Bye, bye garden season. Hello farm tour

The 2012 gardening season as we know it is about to end.

With temperatures as low as 24 and a freeze warning,  those delicate blooms will likely not survive past tonight.

That means you need to pick everything you can today. I have all my water bottles lined up for the last of the dahlias. If a bud has cracked open at all, it has a chance of blooming inside. I’m picking it today for I’ll be weeping tomorrow.

Now if you planted cold weather crops in August like gardening experts advised, you can extend your growing season. You’d have turnips, kale and other fun vegetables.

I didn’t. So today is my last day.

If you planted in pots, you can bring them inside, but let’s face it, we’ll only get more cold nights. It is October, after all.

Lucky for us, production on farms does not stop, and Saturday we’ll get a rare opportunity to experience life on the farm.

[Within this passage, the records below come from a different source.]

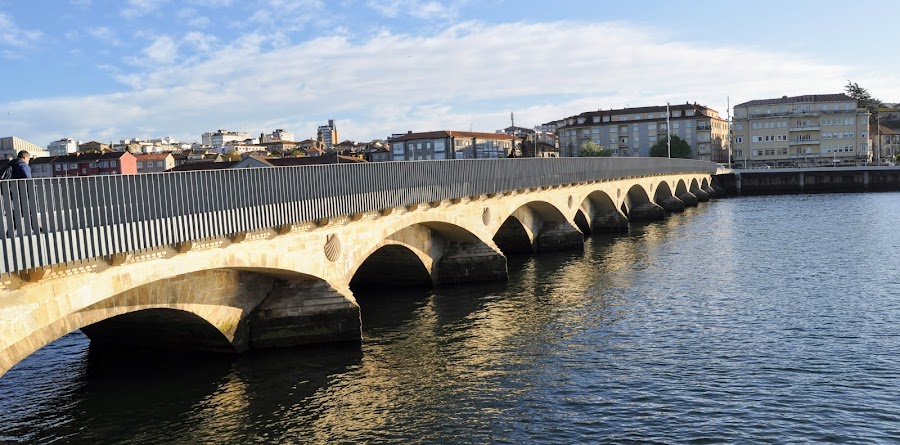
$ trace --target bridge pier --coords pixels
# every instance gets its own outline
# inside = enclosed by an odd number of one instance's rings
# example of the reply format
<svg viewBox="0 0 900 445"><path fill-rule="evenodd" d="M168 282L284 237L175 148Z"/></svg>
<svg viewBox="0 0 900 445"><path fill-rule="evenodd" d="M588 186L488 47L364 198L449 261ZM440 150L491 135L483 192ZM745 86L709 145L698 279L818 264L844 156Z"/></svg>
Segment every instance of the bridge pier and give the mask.
<svg viewBox="0 0 900 445"><path fill-rule="evenodd" d="M359 304L324 281L282 281L248 317L250 348L362 339Z"/></svg>
<svg viewBox="0 0 900 445"><path fill-rule="evenodd" d="M697 201L709 202L709 193L706 193L705 190L703 190L701 188L695 188L695 189L691 190L691 193L693 193L694 196L697 197Z"/></svg>
<svg viewBox="0 0 900 445"><path fill-rule="evenodd" d="M437 270L435 284L459 284L505 280L509 276L506 257L483 243L451 243Z"/></svg>
<svg viewBox="0 0 900 445"><path fill-rule="evenodd" d="M684 201L682 201L674 196L667 196L665 198L661 198L659 200L659 202L657 202L657 205L659 205L665 211L670 212L670 213L683 212L684 207L685 207Z"/></svg>
<svg viewBox="0 0 900 445"><path fill-rule="evenodd" d="M568 221L544 222L535 247L538 252L584 250L584 234Z"/></svg>
<svg viewBox="0 0 900 445"><path fill-rule="evenodd" d="M709 185L703 187L703 191L706 192L706 194L709 195L710 198L716 198L719 196L719 194L716 193L716 190Z"/></svg>
<svg viewBox="0 0 900 445"><path fill-rule="evenodd" d="M676 192L675 197L680 199L681 202L683 202L687 207L697 207L697 204L700 202L700 200L697 199L697 195L689 191L684 191L681 193Z"/></svg>
<svg viewBox="0 0 900 445"><path fill-rule="evenodd" d="M628 218L619 209L600 210L591 221L592 233L616 233L628 231Z"/></svg>
<svg viewBox="0 0 900 445"><path fill-rule="evenodd" d="M665 218L666 210L649 201L628 209L628 219L630 221L659 221Z"/></svg>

The Penn State Extension and the Monroe County Conservation District are hosting the free tour of eight Monroe County farms from 11 a.m. to  3 p.m. Saturday. Did you see the word free? When I go on vacation I pay to see even one farm.

There’s Royce Fetherman who operates a family tree Christmas tree farm in Cherry Valley. Who knew how much work goes into growing your Christmas tree?

The wine makers at Big Creek Vineyard will discuss the challenges of growing grapes in the Poconos.

Visitors to Brian Bruno’s Apple Ridge Farm in Saylorsburg will get a glimpse of the chicken and egg operation, and experience baked goods fresh out of the stone oven.

But you won’t want to miss the doings at the Josie Porter farm.  That’s the home of the Cherry Valley Community Supported Agriculture.  Full shares and half shares are offered between the months of June and October for 22 weeks. Produce is grown on the farm and members can pick up the bounty starting in June.  

They also sell the produce. What a great way for non-gardeners to eat local produce.

The Penn State Master Gardeners are starting demonstration gardens here  at Josie Porter’s too. Why sit in a classroom when you can dig in the dirt, Master Gardener Marilyn Baughman says.

A memorial garden will have native plants so you can see how they can fit into your yard, a rock garden and a teaching garden.

Saturday, Baughman will be at the Josie Porter farm discussing the benefits of mulch in your garden. Heather Haas will be there discussing good bugs and bad bugs.

There are good bugs? You bet.

Haas says wasps are great pollinators, and some bugs, such as lady bugs, eat the bad bugs. It’s a good day when someone else does my work.

So take a few hours Saturday to learn about what is happening at farms around the Poconos. I’m willing to bet you’ll get some useful tips for you own yard, too.